5年生存率10%未満だった患者の完全寛解率83%の高い有効性!

 もちろん新薬としての効果も期待される。

 発表によれば、「キムリア」は、ノバルティスがペンシルベニア大学と協働して開発したキメラ抗原受容体T細胞(CAR-T)医療の新薬(静脈注入用懸濁液)だ。

 患者自身のT細胞の単回投与を行うだけで、化学療法、放射線療法、標的療法、幹細胞移植などの治療を受けても、5年生存率が10%未満のため、予後不良だった患者の完全寛解率83%(52/63)を達成している。

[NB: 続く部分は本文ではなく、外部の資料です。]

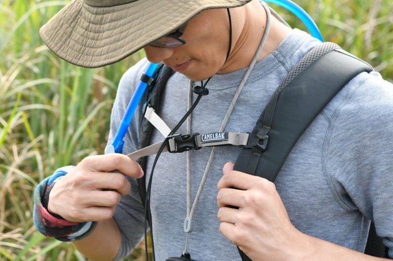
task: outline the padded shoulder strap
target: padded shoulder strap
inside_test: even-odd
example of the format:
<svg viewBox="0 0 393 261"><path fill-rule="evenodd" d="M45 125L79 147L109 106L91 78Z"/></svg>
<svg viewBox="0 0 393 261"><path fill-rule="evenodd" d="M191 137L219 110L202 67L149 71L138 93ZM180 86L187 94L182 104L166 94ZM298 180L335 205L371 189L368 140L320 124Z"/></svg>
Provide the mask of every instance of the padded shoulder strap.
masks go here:
<svg viewBox="0 0 393 261"><path fill-rule="evenodd" d="M158 113L160 109L161 102L161 94L167 86L167 82L169 77L174 73L174 71L170 67L162 65L159 69L157 75L154 81L149 90L143 95L141 100L144 101L143 106L140 106L139 111L139 140L138 149L144 148L149 145L151 139L152 132L153 126L143 117L146 108L148 104L151 106L156 113ZM147 158L144 157L138 161L143 172L146 173ZM142 203L144 205L146 198L146 178L144 175L140 179L138 179L139 192L142 200Z"/></svg>
<svg viewBox="0 0 393 261"><path fill-rule="evenodd" d="M329 102L357 75L372 71L335 44L314 48L291 71L257 121L253 133L267 142L265 150L242 148L234 169L274 182L299 138ZM251 260L238 249L243 261Z"/></svg>
<svg viewBox="0 0 393 261"><path fill-rule="evenodd" d="M321 50L328 45L334 50L323 54ZM236 170L274 182L298 139L325 106L355 76L373 70L368 64L332 45L316 47L291 70L253 131L268 137L254 173L250 173L253 168L249 167L253 154L250 148L242 149L235 164ZM313 61L312 57L316 60Z"/></svg>

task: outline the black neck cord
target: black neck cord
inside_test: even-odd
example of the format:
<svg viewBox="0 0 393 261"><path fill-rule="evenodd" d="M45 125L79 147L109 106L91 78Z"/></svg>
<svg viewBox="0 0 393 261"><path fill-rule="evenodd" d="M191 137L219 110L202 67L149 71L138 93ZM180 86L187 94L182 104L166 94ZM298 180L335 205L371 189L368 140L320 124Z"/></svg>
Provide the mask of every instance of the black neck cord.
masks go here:
<svg viewBox="0 0 393 261"><path fill-rule="evenodd" d="M228 52L226 53L226 58L225 59L225 62L228 60L228 58L229 57L229 54L230 53L231 51L231 47L232 46L232 21L231 20L230 17L230 13L229 12L229 9L226 8L226 10L228 12L228 17L229 20L229 47L228 49ZM224 63L225 63L225 62ZM191 113L193 112L194 109L195 109L195 107L196 107L196 105L198 104L198 103L199 102L199 100L202 97L202 96L204 95L206 95L209 93L207 89L205 89L206 86L207 85L207 83L209 82L209 81L210 80L210 79L212 78L211 76L205 82L204 84L203 84L203 81L201 81L200 82L200 87L198 86L195 86L193 89L195 90L195 87L199 87L197 89L201 90L202 93L203 94L200 94L201 92L198 92L194 91L195 93L198 94L198 96L196 97L196 99L195 100L195 101L193 104L193 105L190 108L190 110L187 111L187 113L183 117L183 118L180 119L179 122L176 124L176 125L173 128L172 131L169 133L168 135L168 136L171 135L173 135L180 127L181 125L184 122L186 119L188 118ZM203 91L206 91L206 92L203 92ZM157 164L157 162L158 161L158 158L160 157L160 155L161 155L161 153L163 152L164 150L164 148L165 147L165 146L167 145L168 142L168 138L166 138L165 140L164 140L164 142L163 142L162 144L160 147L160 148L158 150L158 152L157 152L157 154L156 155L156 157L154 158L154 161L153 163L153 166L151 168L151 171L150 171L150 176L149 177L149 181L147 184L147 188L146 189L146 198L145 199L145 203L144 203L144 215L145 215L145 219L144 219L144 247L145 247L145 255L146 255L146 260L147 261L149 261L149 256L147 251L147 218L149 219L149 223L150 225L150 237L151 238L151 248L152 248L152 252L153 254L153 260L155 261L155 254L154 253L154 241L153 238L153 222L152 221L152 217L151 217L151 211L150 210L150 195L151 192L151 184L153 181L153 172L154 171L154 168L156 167L156 164Z"/></svg>

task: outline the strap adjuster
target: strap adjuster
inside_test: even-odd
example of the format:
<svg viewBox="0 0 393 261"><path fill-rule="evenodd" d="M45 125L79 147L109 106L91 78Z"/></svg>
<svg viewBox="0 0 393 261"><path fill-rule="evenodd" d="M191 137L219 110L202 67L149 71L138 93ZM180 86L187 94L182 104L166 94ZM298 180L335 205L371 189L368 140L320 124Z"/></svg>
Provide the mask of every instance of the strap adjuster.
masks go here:
<svg viewBox="0 0 393 261"><path fill-rule="evenodd" d="M180 153L192 149L199 149L201 147L197 146L196 139L196 136L199 135L199 133L196 133L191 135L176 134L168 136L169 140L167 145L168 151L171 153Z"/></svg>
<svg viewBox="0 0 393 261"><path fill-rule="evenodd" d="M244 147L256 149L263 152L266 150L268 140L269 136L267 135L258 136L256 134L250 133L249 136L247 145L245 146Z"/></svg>

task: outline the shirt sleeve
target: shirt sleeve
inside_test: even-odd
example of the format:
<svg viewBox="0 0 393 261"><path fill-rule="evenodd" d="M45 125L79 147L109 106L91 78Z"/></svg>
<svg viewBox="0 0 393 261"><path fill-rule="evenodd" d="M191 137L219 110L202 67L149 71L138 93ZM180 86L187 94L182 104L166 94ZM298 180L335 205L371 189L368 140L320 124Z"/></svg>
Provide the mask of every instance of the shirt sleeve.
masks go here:
<svg viewBox="0 0 393 261"><path fill-rule="evenodd" d="M111 115L111 127L108 144L112 143L132 95L148 62L144 58L130 68L123 75ZM127 154L137 150L138 144L139 117L136 113L124 138L122 153ZM116 206L113 219L121 235L121 244L114 260L126 258L142 239L144 229L144 209L139 193L136 179L127 177L131 185L130 193L122 196Z"/></svg>
<svg viewBox="0 0 393 261"><path fill-rule="evenodd" d="M327 166L343 204L374 222L393 258L393 84L375 72L349 84L332 113Z"/></svg>

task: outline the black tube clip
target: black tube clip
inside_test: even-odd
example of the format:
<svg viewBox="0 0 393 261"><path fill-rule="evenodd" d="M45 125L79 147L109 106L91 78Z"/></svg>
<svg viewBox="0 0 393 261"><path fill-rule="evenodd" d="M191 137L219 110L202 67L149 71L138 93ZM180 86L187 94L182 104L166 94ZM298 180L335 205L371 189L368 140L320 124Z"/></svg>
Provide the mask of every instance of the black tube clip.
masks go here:
<svg viewBox="0 0 393 261"><path fill-rule="evenodd" d="M254 148L260 150L262 152L266 150L267 142L269 140L269 136L263 135L258 136L256 134L249 133L249 140L247 142L247 145L245 146L244 148Z"/></svg>

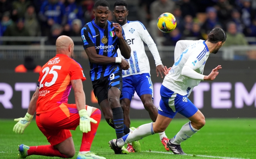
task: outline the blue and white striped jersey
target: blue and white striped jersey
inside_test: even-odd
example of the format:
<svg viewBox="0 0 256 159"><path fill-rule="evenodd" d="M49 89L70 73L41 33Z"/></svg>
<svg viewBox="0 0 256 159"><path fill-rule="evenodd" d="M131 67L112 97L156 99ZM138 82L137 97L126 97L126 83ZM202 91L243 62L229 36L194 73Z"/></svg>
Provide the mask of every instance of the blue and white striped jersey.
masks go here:
<svg viewBox="0 0 256 159"><path fill-rule="evenodd" d="M188 96L201 81L182 76L182 68L187 66L202 74L210 54L204 40L179 41L174 50L174 64L164 78L163 85L182 95Z"/></svg>
<svg viewBox="0 0 256 159"><path fill-rule="evenodd" d="M131 57L126 59L130 68L127 70L122 70L123 77L129 76L149 73L150 69L149 62L145 52L143 42L148 45L154 56L156 66L162 65L162 63L156 44L145 27L139 21L127 21L122 26L126 36L126 41L131 48ZM123 57L120 50L117 51L118 57Z"/></svg>

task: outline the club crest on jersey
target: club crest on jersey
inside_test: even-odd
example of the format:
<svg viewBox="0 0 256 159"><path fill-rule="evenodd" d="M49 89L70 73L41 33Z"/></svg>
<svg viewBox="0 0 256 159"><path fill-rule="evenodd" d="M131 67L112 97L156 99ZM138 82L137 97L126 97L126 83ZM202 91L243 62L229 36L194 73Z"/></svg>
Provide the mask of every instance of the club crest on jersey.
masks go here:
<svg viewBox="0 0 256 159"><path fill-rule="evenodd" d="M109 32L109 34L110 34L110 36L113 38L115 36L115 32L114 31Z"/></svg>
<svg viewBox="0 0 256 159"><path fill-rule="evenodd" d="M108 39L106 38L106 36L103 36L102 38L101 39L101 42L103 44L106 44L108 42Z"/></svg>
<svg viewBox="0 0 256 159"><path fill-rule="evenodd" d="M183 97L183 98L182 98L182 101L184 101L184 102L187 102L188 99L187 99L187 98L185 97Z"/></svg>
<svg viewBox="0 0 256 159"><path fill-rule="evenodd" d="M135 30L134 29L132 29L132 28L130 28L130 30L129 30L129 31L132 33L133 33L133 32L134 32L135 31Z"/></svg>
<svg viewBox="0 0 256 159"><path fill-rule="evenodd" d="M83 42L86 42L86 40L85 39L85 37L84 35L82 36L82 39L83 40Z"/></svg>

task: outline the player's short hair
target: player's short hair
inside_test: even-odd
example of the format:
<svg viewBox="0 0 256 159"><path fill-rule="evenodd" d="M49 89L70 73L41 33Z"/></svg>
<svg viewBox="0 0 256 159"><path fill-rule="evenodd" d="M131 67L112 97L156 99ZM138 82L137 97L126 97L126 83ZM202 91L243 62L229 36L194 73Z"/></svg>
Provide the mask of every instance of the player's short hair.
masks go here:
<svg viewBox="0 0 256 159"><path fill-rule="evenodd" d="M116 1L114 4L114 8L116 6L125 6L125 8L128 9L128 4L127 3L123 0L118 0Z"/></svg>
<svg viewBox="0 0 256 159"><path fill-rule="evenodd" d="M98 6L102 6L103 7L108 7L108 9L110 9L110 6L109 5L109 4L108 2L106 1L105 0L99 0L98 1L96 2L95 4L94 4L94 9L97 9L97 7Z"/></svg>
<svg viewBox="0 0 256 159"><path fill-rule="evenodd" d="M212 30L208 35L207 40L212 43L217 43L219 42L224 42L227 38L226 32L222 28L216 28Z"/></svg>

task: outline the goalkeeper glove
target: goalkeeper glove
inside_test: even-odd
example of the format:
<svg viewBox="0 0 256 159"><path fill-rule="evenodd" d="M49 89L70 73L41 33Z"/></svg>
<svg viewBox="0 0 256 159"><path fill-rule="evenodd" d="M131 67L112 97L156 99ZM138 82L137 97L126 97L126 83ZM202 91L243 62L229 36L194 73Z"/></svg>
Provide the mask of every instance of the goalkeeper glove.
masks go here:
<svg viewBox="0 0 256 159"><path fill-rule="evenodd" d="M24 129L30 123L30 121L33 119L33 117L34 115L31 115L28 113L27 113L25 117L14 119L14 121L18 122L13 127L12 131L18 134L20 133L23 134Z"/></svg>
<svg viewBox="0 0 256 159"><path fill-rule="evenodd" d="M88 115L87 111L84 109L80 110L78 113L80 116L80 130L83 133L87 133L88 131L91 131L91 123L92 122L94 123L97 123L97 122L95 120L91 118Z"/></svg>

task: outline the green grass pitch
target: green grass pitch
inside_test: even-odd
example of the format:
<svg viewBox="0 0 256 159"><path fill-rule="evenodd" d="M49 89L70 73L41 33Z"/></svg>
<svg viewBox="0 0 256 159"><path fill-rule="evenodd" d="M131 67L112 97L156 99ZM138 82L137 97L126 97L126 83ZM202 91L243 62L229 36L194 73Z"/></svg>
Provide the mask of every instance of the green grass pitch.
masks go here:
<svg viewBox="0 0 256 159"><path fill-rule="evenodd" d="M115 138L115 131L104 120L102 120L100 124L91 151L107 159L256 159L256 119L206 119L206 124L201 130L182 144L184 151L189 155L175 155L167 152L158 134L140 141L141 153L114 155L107 143ZM166 131L168 137L173 137L188 121L174 119ZM150 120L133 119L131 125L136 127L150 122ZM21 143L28 146L48 144L35 120L22 135L12 131L15 123L13 120L0 120L0 159L17 158L18 145ZM77 154L82 133L79 127L71 132ZM76 157L76 155L73 158ZM48 158L35 155L28 158Z"/></svg>

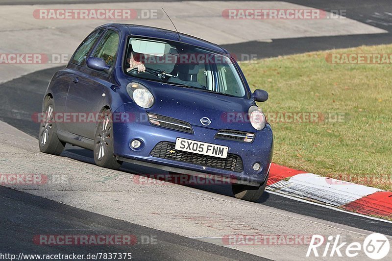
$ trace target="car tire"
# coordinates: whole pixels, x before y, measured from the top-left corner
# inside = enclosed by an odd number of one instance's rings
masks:
[[[118,161],[113,154],[113,130],[111,112],[106,109],[96,129],[94,139],[94,162],[98,166],[112,169],[117,169],[122,162]]]
[[[267,187],[268,180],[268,175],[264,182],[259,187],[233,183],[231,184],[231,189],[236,198],[254,202],[263,195]]]
[[[64,149],[66,143],[57,137],[57,127],[53,120],[54,102],[48,96],[44,103],[45,119],[40,122],[38,137],[40,150],[44,153],[59,155]]]

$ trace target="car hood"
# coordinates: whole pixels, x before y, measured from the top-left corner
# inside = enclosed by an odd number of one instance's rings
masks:
[[[142,83],[141,82],[141,83]],[[154,95],[155,102],[147,112],[187,121],[192,125],[216,130],[231,129],[255,132],[246,119],[252,99],[231,97],[173,85],[143,83]],[[206,117],[211,123],[204,125]]]

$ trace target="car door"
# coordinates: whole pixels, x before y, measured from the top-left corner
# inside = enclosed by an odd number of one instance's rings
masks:
[[[105,88],[110,88],[110,77],[120,42],[116,29],[105,32],[90,56],[101,58],[110,67],[108,70],[98,71],[85,64],[78,68],[70,85],[67,96],[66,111],[71,115],[68,131],[73,134],[94,139],[97,116],[104,99]]]

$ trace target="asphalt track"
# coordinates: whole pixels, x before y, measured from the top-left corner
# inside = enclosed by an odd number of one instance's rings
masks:
[[[41,255],[131,253],[137,260],[268,260],[2,187],[0,187],[0,201],[2,223],[0,238],[6,238],[0,240],[0,253],[17,255],[21,252]],[[136,236],[138,243],[135,241],[135,244],[130,245],[76,247],[32,243],[35,236],[49,235],[53,231],[56,235],[131,235]],[[146,243],[151,238],[156,241],[154,244]]]
[[[105,1],[70,1],[71,2],[102,2]],[[315,8],[329,10],[331,9],[345,9],[347,16],[352,19],[360,21],[388,31],[387,34],[371,35],[351,35],[346,36],[304,37],[290,39],[274,40],[272,43],[251,42],[226,45],[224,47],[233,53],[254,53],[257,50],[258,57],[270,57],[290,54],[305,51],[329,49],[359,46],[362,45],[372,45],[388,44],[392,42],[391,26],[392,19],[388,16],[376,16],[374,14],[384,13],[391,10],[392,4],[388,1],[377,1],[377,3],[369,3],[367,1],[351,0],[344,1],[313,0],[311,2],[305,0],[287,1],[299,4],[310,6]],[[66,3],[64,1],[42,0],[35,1],[40,3]],[[33,3],[28,1],[0,1],[0,4]],[[54,71],[59,68],[45,70],[28,74],[0,85],[0,108],[2,113],[0,119],[8,123],[23,131],[37,137],[38,124],[31,120],[32,112],[39,112],[41,102],[44,92],[49,79]],[[93,164],[92,154],[88,150],[75,147],[67,147],[62,156],[77,159]],[[125,165],[123,169],[125,171],[134,172],[133,166]],[[213,188],[208,187],[199,188],[206,191],[231,196],[231,192],[224,187]],[[138,259],[156,259],[159,257],[163,260],[173,260],[178,258],[180,253],[187,254],[187,259],[194,257],[195,259],[208,260],[221,258],[225,259],[255,259],[256,257],[244,252],[223,248],[211,244],[200,242],[171,233],[155,231],[131,224],[125,221],[105,217],[72,207],[61,204],[50,200],[42,199],[24,192],[17,191],[0,187],[1,201],[0,213],[2,215],[3,227],[7,224],[6,229],[0,232],[2,238],[0,240],[0,250],[8,252],[19,252],[25,249],[29,253],[42,254],[43,247],[37,247],[28,241],[31,238],[26,234],[34,235],[31,228],[37,227],[37,231],[42,233],[45,228],[56,228],[59,223],[62,224],[67,231],[77,232],[82,229],[95,233],[104,233],[110,231],[113,233],[114,229],[119,234],[124,234],[132,231],[136,235],[153,235],[156,233],[162,238],[162,242],[154,246],[153,245],[137,245],[132,249],[132,252],[137,254]],[[324,220],[350,225],[354,227],[392,235],[391,224],[368,219],[361,216],[336,212],[329,209],[310,205],[296,200],[266,192],[260,201],[261,204],[274,208],[287,210],[295,213],[317,217]],[[47,214],[46,216],[42,213]],[[70,217],[73,216],[72,218]],[[15,220],[18,220],[18,221]],[[91,224],[91,220],[94,223]],[[43,224],[45,220],[45,224]],[[23,224],[26,225],[24,227]],[[33,224],[34,225],[31,226]],[[22,227],[21,226],[22,226]],[[92,226],[93,227],[92,227]],[[38,229],[39,228],[40,229]],[[35,234],[37,234],[36,233]],[[59,234],[61,234],[61,232]],[[87,234],[87,233],[85,233]],[[103,252],[116,252],[123,250],[108,247],[101,249]],[[88,248],[83,249],[83,254],[86,253]],[[97,247],[94,249],[97,252]],[[198,250],[199,251],[198,251]],[[48,247],[48,252],[58,252],[53,247]],[[61,248],[64,253],[75,252],[70,247]],[[87,251],[88,252],[88,251]],[[257,257],[260,260],[260,257]]]
[[[235,0],[233,0],[234,1]],[[159,0],[160,1],[160,0]],[[131,0],[117,0],[114,2],[132,2]],[[176,0],[162,1],[175,2]],[[242,1],[241,0],[236,1]],[[261,0],[260,1],[267,1]],[[388,44],[392,43],[392,3],[389,0],[287,0],[285,2],[300,4],[327,11],[331,10],[346,11],[345,16],[364,24],[388,31],[388,33],[363,34],[318,37],[300,37],[286,39],[274,39],[271,43],[250,41],[239,44],[222,45],[234,54],[252,53],[258,58],[275,57],[312,51],[348,48],[362,45]],[[71,3],[104,3],[107,0],[0,0],[0,5],[50,4]],[[208,1],[206,1],[208,2]],[[239,5],[239,8],[241,5]]]

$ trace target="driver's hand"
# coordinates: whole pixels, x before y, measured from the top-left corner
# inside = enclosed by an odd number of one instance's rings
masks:
[[[144,66],[143,64],[138,64],[137,66],[138,68],[138,72],[144,72],[146,71],[146,67]]]

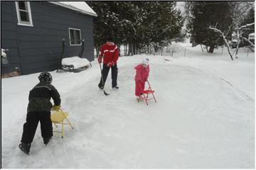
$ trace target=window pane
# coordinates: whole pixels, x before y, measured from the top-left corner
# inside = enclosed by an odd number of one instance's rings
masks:
[[[18,1],[18,7],[20,9],[26,10],[25,1]]]
[[[76,41],[76,44],[80,44],[80,30],[75,30],[75,40],[77,40]]]
[[[74,40],[75,36],[74,36],[74,30],[70,30],[70,40]]]
[[[24,11],[20,11],[21,21],[29,22],[28,13]]]

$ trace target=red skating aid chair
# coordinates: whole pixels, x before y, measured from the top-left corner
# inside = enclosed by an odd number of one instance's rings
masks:
[[[156,100],[154,95],[154,91],[153,91],[152,89],[151,88],[149,81],[146,81],[146,82],[148,83],[149,88],[147,90],[143,90],[143,97],[137,98],[137,101],[139,102],[140,101],[144,101],[146,102],[146,105],[148,106],[149,100],[154,99],[155,101],[155,102],[156,102]],[[142,88],[141,87],[141,89],[142,89]],[[151,94],[153,97],[149,98],[149,94]]]

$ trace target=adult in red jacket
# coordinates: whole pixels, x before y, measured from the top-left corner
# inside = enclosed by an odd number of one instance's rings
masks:
[[[119,57],[119,52],[117,46],[113,42],[112,38],[107,39],[100,49],[100,54],[98,57],[98,62],[100,64],[102,62],[103,57],[103,69],[102,69],[102,79],[100,79],[99,88],[103,89],[105,83],[106,81],[108,72],[111,68],[112,86],[113,89],[118,89],[117,86],[117,62]]]

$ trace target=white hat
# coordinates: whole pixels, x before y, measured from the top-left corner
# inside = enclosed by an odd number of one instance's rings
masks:
[[[142,64],[148,65],[149,64],[149,60],[148,58],[144,58],[142,60]]]

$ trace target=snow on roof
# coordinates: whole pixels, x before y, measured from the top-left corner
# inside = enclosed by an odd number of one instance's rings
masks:
[[[82,13],[97,16],[97,13],[85,1],[48,1]]]

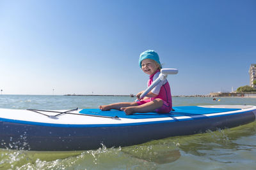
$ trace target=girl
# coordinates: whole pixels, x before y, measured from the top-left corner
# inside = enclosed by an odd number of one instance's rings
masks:
[[[142,71],[150,75],[148,81],[148,86],[150,86],[157,78],[162,68],[157,53],[150,50],[141,53],[140,55],[139,64]],[[99,108],[102,111],[111,109],[122,110],[126,115],[152,111],[166,113],[172,110],[171,90],[167,80],[159,83],[143,99],[140,99],[143,92],[141,91],[136,95],[139,101],[116,103],[101,105]]]

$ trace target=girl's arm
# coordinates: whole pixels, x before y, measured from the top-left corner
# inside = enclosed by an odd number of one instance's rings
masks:
[[[143,94],[144,92],[144,91],[141,91],[140,92],[138,92],[136,94],[136,97],[138,99],[138,100],[140,100],[140,96],[141,95],[141,94]],[[155,97],[156,96],[157,96],[158,94],[156,94],[154,93],[152,93],[152,92],[149,92],[145,97],[143,99],[148,99],[150,97]]]

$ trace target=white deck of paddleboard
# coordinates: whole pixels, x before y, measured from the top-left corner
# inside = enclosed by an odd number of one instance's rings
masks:
[[[93,125],[93,124],[132,124],[140,122],[148,122],[155,121],[164,121],[182,119],[192,119],[200,117],[211,117],[218,115],[236,114],[241,112],[250,111],[255,110],[256,106],[241,106],[241,105],[209,105],[199,106],[204,108],[240,108],[241,110],[220,112],[216,113],[210,113],[194,116],[181,116],[164,118],[141,118],[132,119],[119,118],[118,119],[112,119],[108,118],[101,118],[97,117],[86,116],[83,114],[81,115],[63,114],[58,117],[58,118],[51,118],[45,115],[39,114],[31,111],[26,110],[12,110],[12,109],[0,109],[0,118],[6,118],[13,120],[27,121],[38,123],[54,124],[67,124],[67,125]],[[56,111],[56,110],[55,110]],[[58,110],[58,111],[66,111],[67,110]],[[79,113],[81,110],[70,111],[70,113]],[[58,113],[40,111],[48,115],[54,115]],[[253,111],[256,115],[256,111]]]

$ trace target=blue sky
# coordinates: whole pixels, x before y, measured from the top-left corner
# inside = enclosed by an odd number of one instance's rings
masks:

 ノバルティスのジョセフ・ジメネスCEOは「ノバルティスは、革新的ながん治療の最前線に長年携わってきた。5年前、ペンシルベニア大学と提携し、治療ニーズが特に高いがん患者にとって、パラダイム・シフトとなる免疫細胞医療の開発をさらに推進するために投資した。「キムリア」の承認によって、がん治療の変革にさらに力を注ぎたい」と語る。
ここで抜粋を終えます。